Les Plénipotentiaires ottomans n'ayant point élevé d'objection, le Prince de Bismarck dit qu'il a voulu subordonner son vote à celui des puissances spécialement intéressées, et consent également, au nom de l'Allemagne, à l'admission des Représentants roumains.

Le Comte Andrássy, avec l'assentiment de la haute Assemblée, exprime le désir que les délégués de Roumanie soient entendus dans les mêmes conditions que les ministres de Grèce.

Le Président annonce qu'en conséquence, il invitera les Représentants roumains pour la séance de lundi prochain.

Le Congrès commence la discussion des articles du traité de San Stefano relatifs à la Roumanie. Le Président donne lecture du 1er alinéa de l'article V ainsi conçu:

>> La Sublime Porte reconnaît l'indépendance de la Roumanie qui fera valoir ses droits à une indemnité à débattre entre les deux parties.<<

Le Président demande si le Congrès est disposé à maintenir, sans condition, le principe posé dans cet alinéa, ou bien à le subordonner à l'acceptation par la Roumanie des remaniements territoriaux qu'elle paraît vouloir repousser. Son Altesse Sérénissime n'a pas d'avis personnel sur ce point, mais désire savoir si les Représentants d'autres puissances considèrent que l'indépendance de la Roumanie est liée à la reconnaissance par cette principauté de la totalité du traité de San Stefano, et s'ils ne regardent point, par conséquent, comme connexes les deux questions de l'indépendance et des changements territoriaux.
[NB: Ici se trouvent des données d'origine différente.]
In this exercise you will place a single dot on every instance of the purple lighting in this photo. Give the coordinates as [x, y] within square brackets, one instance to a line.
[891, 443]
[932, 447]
Le Comte Corti fait remarquer que les préliminaires de San Stefano ont été conclus entre la Russie et la Turquie, et que la Roumanie n'a pu y prendre part, étant placée sous la suzeraineté de la Porte. Son Excellence ne jugerait pas équitable d'admettre que la principauté soit liée au même degré que le gouvernement ottoman. Il ne croit pas opportun de faire dépendre l'indépendance de la Roumanie de son adhésion aux stipulations qui la

concernent.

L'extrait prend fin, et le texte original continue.